Ding Junhui in big trouble as Barry Hawkins edges towards victory

Ding Junhui’s hopes of winning the World Championship for the first time have took a major dent today after an impressive performance from Barry Hawkins put him on the verge of victory.

Ding Junhui. Picture by Monique Limbos

Hawkins just needs two more frames to clinch a place in the World Championship semi-finals after taking a commanding overnight lead of 11-5.

And the scoreline was fully deserved as Hawkins outclassed a misfiring Ding in all departments to take full control of the quarter-final clash at The Crucible Theatre.

Hawkins, who reached the 2013 World Championship semi-final, has been in strong form ahead of this year’s World Championship after reaching the finals of both the Welsh Open and the China Open after a difficult start to the season due to personal problems.

But after gritty wins against Stuart Carrington and Lyu Haotian, Hawkins produced his strongest performance yet in the tournament as Ding struggled to deliver the goods on the first day of the quarter-finals.

The first two frames were shared before breaks of  82 and 50 gave Hawkins an early 3-1 lead at the start of the morning.

Ding, bidding to become Asian’s first ever World Championship winner, won the next frame with a run of 76 but Hawkins came back to restore a two-frame lead at 4-2.
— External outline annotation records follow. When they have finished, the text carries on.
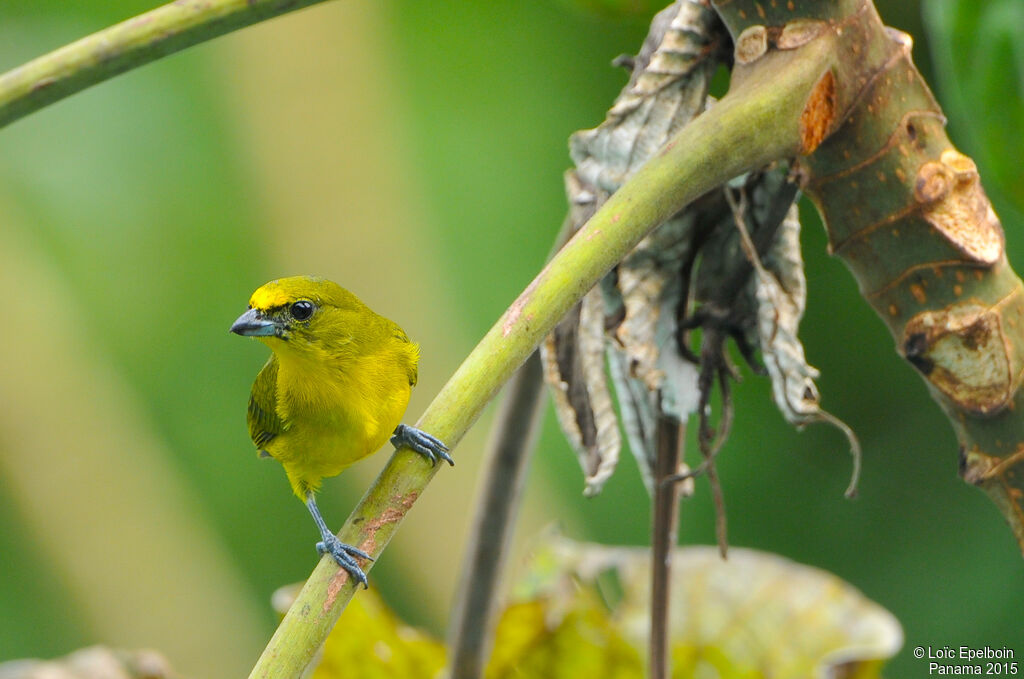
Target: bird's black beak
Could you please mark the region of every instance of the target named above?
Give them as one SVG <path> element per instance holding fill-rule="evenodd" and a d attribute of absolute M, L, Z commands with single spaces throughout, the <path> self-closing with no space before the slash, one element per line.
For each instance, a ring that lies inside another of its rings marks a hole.
<path fill-rule="evenodd" d="M 249 309 L 231 325 L 231 332 L 247 337 L 273 337 L 278 334 L 278 326 L 264 319 L 258 309 Z"/>

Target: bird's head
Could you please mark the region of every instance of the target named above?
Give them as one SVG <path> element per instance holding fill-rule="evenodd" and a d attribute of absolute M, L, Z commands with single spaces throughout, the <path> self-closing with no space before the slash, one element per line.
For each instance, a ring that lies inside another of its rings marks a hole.
<path fill-rule="evenodd" d="M 331 350 L 351 341 L 352 320 L 365 312 L 373 313 L 338 284 L 296 275 L 258 288 L 231 332 L 255 337 L 275 351 Z"/>

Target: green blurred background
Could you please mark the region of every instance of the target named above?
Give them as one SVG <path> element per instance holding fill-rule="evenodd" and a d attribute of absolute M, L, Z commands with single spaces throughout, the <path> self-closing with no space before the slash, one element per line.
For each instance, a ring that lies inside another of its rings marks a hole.
<path fill-rule="evenodd" d="M 877 3 L 974 156 L 1024 265 L 1024 20 L 1018 0 Z M 977 4 L 978 6 L 974 6 Z M 0 71 L 145 11 L 145 0 L 4 0 Z M 270 593 L 315 561 L 314 528 L 244 409 L 266 350 L 227 333 L 250 292 L 341 282 L 423 349 L 415 420 L 543 262 L 565 213 L 566 137 L 625 82 L 646 0 L 346 0 L 163 59 L 0 131 L 0 661 L 85 644 L 164 650 L 193 677 L 248 672 Z M 1015 34 L 1016 32 L 1016 34 Z M 721 458 L 730 542 L 831 570 L 906 644 L 1024 653 L 1024 564 L 956 475 L 952 431 L 897 357 L 804 206 L 803 336 L 824 406 L 864 448 L 860 497 L 828 427 L 798 433 L 767 381 L 736 388 Z M 489 413 L 489 411 L 488 411 Z M 489 416 L 373 570 L 440 634 Z M 337 526 L 384 455 L 329 481 Z M 548 414 L 517 552 L 540 526 L 644 544 L 632 462 L 585 500 Z M 709 493 L 681 542 L 714 540 Z"/>

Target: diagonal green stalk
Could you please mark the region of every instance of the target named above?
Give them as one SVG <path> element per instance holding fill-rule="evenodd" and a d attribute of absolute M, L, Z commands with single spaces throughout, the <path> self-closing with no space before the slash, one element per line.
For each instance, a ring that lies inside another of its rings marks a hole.
<path fill-rule="evenodd" d="M 800 116 L 830 66 L 829 45 L 816 40 L 770 58 L 764 78 L 748 80 L 683 128 L 611 196 L 480 340 L 418 427 L 454 448 L 558 320 L 648 231 L 737 174 L 800 151 Z M 421 456 L 396 452 L 338 537 L 378 556 L 436 471 Z M 299 676 L 356 585 L 322 559 L 250 677 Z"/>
<path fill-rule="evenodd" d="M 178 0 L 0 75 L 0 127 L 193 45 L 324 0 Z"/>

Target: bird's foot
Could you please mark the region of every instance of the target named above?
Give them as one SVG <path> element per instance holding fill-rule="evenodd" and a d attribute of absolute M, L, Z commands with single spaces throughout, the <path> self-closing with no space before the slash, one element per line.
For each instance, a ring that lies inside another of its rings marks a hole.
<path fill-rule="evenodd" d="M 316 551 L 321 555 L 330 554 L 333 556 L 338 565 L 347 570 L 348 575 L 362 583 L 362 587 L 370 589 L 370 584 L 367 582 L 367 574 L 362 571 L 362 568 L 359 567 L 354 557 L 358 556 L 360 559 L 373 561 L 374 558 L 372 556 L 361 549 L 346 545 L 333 535 L 324 536 L 324 540 L 316 543 Z"/>
<path fill-rule="evenodd" d="M 439 438 L 408 424 L 399 424 L 395 427 L 394 435 L 391 436 L 391 444 L 395 448 L 408 445 L 430 460 L 431 465 L 437 464 L 437 460 L 441 459 L 453 467 L 455 466 L 455 460 L 447 454 L 447 445 L 442 443 Z"/>

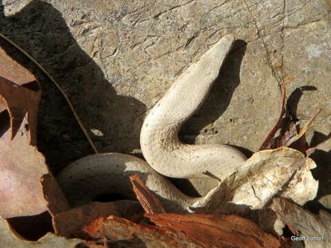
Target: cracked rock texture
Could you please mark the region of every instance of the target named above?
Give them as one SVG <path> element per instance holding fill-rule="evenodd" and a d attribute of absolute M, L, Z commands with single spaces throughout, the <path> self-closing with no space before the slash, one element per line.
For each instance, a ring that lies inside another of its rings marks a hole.
<path fill-rule="evenodd" d="M 279 117 L 284 81 L 288 96 L 302 87 L 290 98 L 299 119 L 323 109 L 310 138 L 318 143 L 331 130 L 330 0 L 2 0 L 2 5 L 1 32 L 54 77 L 101 152 L 139 153 L 146 112 L 228 33 L 238 40 L 206 102 L 183 127 L 183 141 L 257 150 Z M 57 171 L 92 150 L 59 91 L 41 74 L 39 80 L 44 94 L 39 142 Z"/>

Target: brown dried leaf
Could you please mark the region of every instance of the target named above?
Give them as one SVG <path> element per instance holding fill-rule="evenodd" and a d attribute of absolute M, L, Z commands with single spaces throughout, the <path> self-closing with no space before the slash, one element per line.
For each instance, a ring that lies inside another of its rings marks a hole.
<path fill-rule="evenodd" d="M 306 248 L 331 246 L 331 215 L 321 211 L 315 215 L 285 198 L 274 198 L 271 208 L 298 236 L 305 237 Z M 323 241 L 308 241 L 308 237 L 323 237 Z"/>
<path fill-rule="evenodd" d="M 32 76 L 27 76 L 20 82 L 32 80 Z M 0 113 L 0 216 L 41 214 L 47 207 L 40 180 L 49 171 L 43 156 L 30 145 L 36 143 L 40 92 L 0 77 L 0 105 L 9 112 Z"/>
<path fill-rule="evenodd" d="M 88 225 L 100 217 L 110 215 L 126 217 L 132 221 L 143 217 L 143 209 L 137 201 L 119 200 L 110 203 L 92 202 L 82 207 L 56 214 L 53 219 L 55 233 L 67 237 L 86 236 L 82 232 L 84 226 Z"/>
<path fill-rule="evenodd" d="M 0 244 L 8 248 L 74 248 L 83 240 L 78 238 L 66 239 L 48 233 L 36 242 L 27 241 L 10 229 L 7 222 L 0 217 Z"/>
<path fill-rule="evenodd" d="M 138 174 L 131 176 L 130 180 L 132 184 L 133 191 L 146 213 L 166 213 L 159 198 L 147 187 Z"/>
<path fill-rule="evenodd" d="M 111 216 L 85 230 L 123 247 L 283 247 L 284 240 L 263 231 L 252 221 L 235 216 L 146 214 L 157 227 Z"/>
<path fill-rule="evenodd" d="M 282 247 L 253 221 L 234 215 L 146 214 L 158 227 L 185 234 L 205 247 Z"/>
<path fill-rule="evenodd" d="M 0 47 L 0 76 L 19 85 L 25 85 L 37 82 L 37 79 L 28 70 L 13 60 Z M 6 105 L 0 104 L 0 112 L 6 110 Z"/>

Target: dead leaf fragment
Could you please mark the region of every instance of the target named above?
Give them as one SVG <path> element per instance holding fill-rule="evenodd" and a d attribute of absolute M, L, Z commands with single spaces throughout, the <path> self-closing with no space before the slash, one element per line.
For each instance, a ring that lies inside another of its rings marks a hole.
<path fill-rule="evenodd" d="M 203 206 L 202 210 L 210 207 L 210 212 L 245 212 L 261 209 L 279 195 L 303 205 L 317 193 L 319 183 L 310 172 L 314 167 L 312 160 L 291 148 L 256 152 L 238 172 L 221 183 L 209 207 Z"/>
<path fill-rule="evenodd" d="M 110 203 L 91 202 L 88 205 L 56 214 L 53 219 L 55 233 L 67 237 L 83 237 L 82 229 L 93 220 L 110 215 L 126 217 L 137 221 L 143 217 L 143 209 L 134 200 L 118 200 Z"/>
<path fill-rule="evenodd" d="M 331 215 L 321 211 L 315 215 L 285 198 L 274 198 L 270 207 L 297 236 L 305 237 L 306 248 L 327 248 L 331 246 Z M 323 238 L 308 241 L 310 238 Z"/>
<path fill-rule="evenodd" d="M 133 191 L 148 214 L 166 213 L 159 198 L 147 187 L 138 174 L 130 177 Z"/>
<path fill-rule="evenodd" d="M 91 236 L 124 247 L 284 247 L 285 240 L 236 216 L 148 214 L 157 226 L 118 216 L 96 220 L 85 229 Z"/>
<path fill-rule="evenodd" d="M 83 240 L 78 238 L 66 239 L 48 233 L 35 242 L 22 239 L 10 229 L 7 222 L 0 217 L 0 244 L 6 248 L 74 248 Z"/>

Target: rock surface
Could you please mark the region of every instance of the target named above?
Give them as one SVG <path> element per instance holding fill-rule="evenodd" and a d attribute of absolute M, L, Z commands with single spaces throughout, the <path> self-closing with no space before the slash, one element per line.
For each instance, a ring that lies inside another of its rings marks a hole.
<path fill-rule="evenodd" d="M 183 141 L 257 150 L 279 117 L 284 81 L 288 96 L 301 87 L 290 97 L 299 119 L 323 109 L 309 137 L 319 142 L 331 130 L 330 0 L 2 2 L 1 32 L 54 77 L 101 152 L 139 152 L 146 112 L 228 33 L 238 40 Z M 39 144 L 57 172 L 92 152 L 60 93 L 39 80 Z"/>

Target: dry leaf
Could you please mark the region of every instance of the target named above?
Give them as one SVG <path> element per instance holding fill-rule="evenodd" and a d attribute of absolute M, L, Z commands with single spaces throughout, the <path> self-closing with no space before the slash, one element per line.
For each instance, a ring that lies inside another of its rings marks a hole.
<path fill-rule="evenodd" d="M 40 94 L 0 78 L 0 95 L 11 120 L 6 110 L 0 113 L 0 216 L 42 213 L 47 207 L 40 180 L 49 171 L 43 156 L 30 145 L 36 142 Z"/>
<path fill-rule="evenodd" d="M 55 215 L 53 226 L 56 234 L 59 235 L 67 238 L 82 238 L 84 236 L 82 228 L 95 219 L 116 215 L 137 221 L 143 217 L 142 210 L 139 203 L 129 200 L 110 203 L 92 202 Z"/>
<path fill-rule="evenodd" d="M 130 177 L 133 191 L 140 204 L 148 214 L 166 213 L 159 198 L 145 185 L 138 174 Z"/>
<path fill-rule="evenodd" d="M 83 240 L 74 238 L 66 239 L 48 233 L 35 242 L 27 241 L 12 230 L 7 222 L 0 217 L 0 244 L 6 248 L 74 248 Z"/>
<path fill-rule="evenodd" d="M 304 237 L 306 248 L 331 247 L 331 215 L 321 211 L 315 215 L 284 198 L 274 198 L 271 208 L 298 237 Z M 323 238 L 323 241 L 308 241 Z"/>

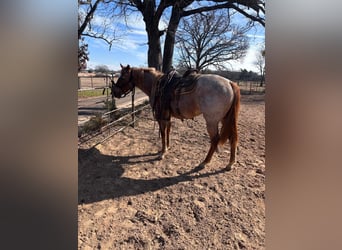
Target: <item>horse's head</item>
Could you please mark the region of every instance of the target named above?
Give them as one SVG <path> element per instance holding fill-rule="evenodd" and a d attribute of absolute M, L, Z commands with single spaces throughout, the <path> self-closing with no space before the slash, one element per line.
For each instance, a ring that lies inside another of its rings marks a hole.
<path fill-rule="evenodd" d="M 126 67 L 121 66 L 121 74 L 116 82 L 112 81 L 112 97 L 122 98 L 125 97 L 129 92 L 131 92 L 134 88 L 133 82 L 133 70 L 127 65 Z"/>

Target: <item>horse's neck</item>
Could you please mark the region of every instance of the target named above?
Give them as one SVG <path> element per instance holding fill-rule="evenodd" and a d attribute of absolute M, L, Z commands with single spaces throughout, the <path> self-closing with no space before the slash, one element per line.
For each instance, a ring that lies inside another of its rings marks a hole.
<path fill-rule="evenodd" d="M 144 74 L 144 80 L 143 82 L 139 82 L 136 84 L 136 86 L 142 90 L 146 95 L 151 97 L 151 92 L 152 92 L 152 85 L 156 79 L 151 75 L 151 73 L 145 73 Z"/>

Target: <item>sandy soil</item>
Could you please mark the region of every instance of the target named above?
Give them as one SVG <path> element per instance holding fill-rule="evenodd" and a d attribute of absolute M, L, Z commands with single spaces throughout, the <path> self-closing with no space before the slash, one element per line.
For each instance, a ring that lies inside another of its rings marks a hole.
<path fill-rule="evenodd" d="M 79 149 L 79 249 L 265 249 L 264 95 L 243 95 L 237 163 L 228 143 L 204 169 L 204 119 L 172 120 L 171 148 L 151 110 L 88 153 Z"/>

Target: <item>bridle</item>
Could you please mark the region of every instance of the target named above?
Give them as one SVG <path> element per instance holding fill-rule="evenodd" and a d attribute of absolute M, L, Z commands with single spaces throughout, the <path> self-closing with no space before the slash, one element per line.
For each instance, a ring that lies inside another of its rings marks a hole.
<path fill-rule="evenodd" d="M 128 88 L 127 91 L 125 93 L 123 93 L 119 98 L 124 98 L 125 96 L 127 96 L 129 93 L 132 92 L 132 96 L 134 96 L 135 94 L 135 83 L 133 81 L 133 70 L 131 69 L 131 73 L 130 73 L 130 76 L 129 76 L 129 80 L 127 83 L 125 84 L 129 84 L 131 85 L 132 87 L 131 88 Z M 122 86 L 120 84 L 120 86 L 118 84 L 115 84 L 118 88 L 120 88 L 120 90 L 122 91 Z"/>

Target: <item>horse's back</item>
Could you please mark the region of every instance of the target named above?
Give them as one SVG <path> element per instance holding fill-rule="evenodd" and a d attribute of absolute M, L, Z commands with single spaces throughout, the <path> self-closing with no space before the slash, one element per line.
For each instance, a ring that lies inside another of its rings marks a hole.
<path fill-rule="evenodd" d="M 173 109 L 178 109 L 184 118 L 203 114 L 208 119 L 219 121 L 230 109 L 233 98 L 230 80 L 218 75 L 203 74 L 198 76 L 194 91 L 181 95 L 174 102 Z"/>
Barry Hawkins. Picture by Monique Limbos

China’s number one star then made it 4-3 only for Hawkins to ensure a lead ahead of the night’s second session by winning the eighth frame.

After the restart Hawkins began his charge as Ding struggled to produce his best form. Breaks of 60, 73 and 76 gave Hawkins a commanding 8-3 lead.

A century break from Ding made it 8-4 and he dominated the next to reduce his arrears to 8-5 but Hawkins took full advantage of some bad misses from his opponent to win the next three frames.

The match resumes at 10am on Wednesday with Hawkins needing just two more frames to secure a place in his fifth World Championship semi-final. Ding Junhui has been left with a mountain to climb.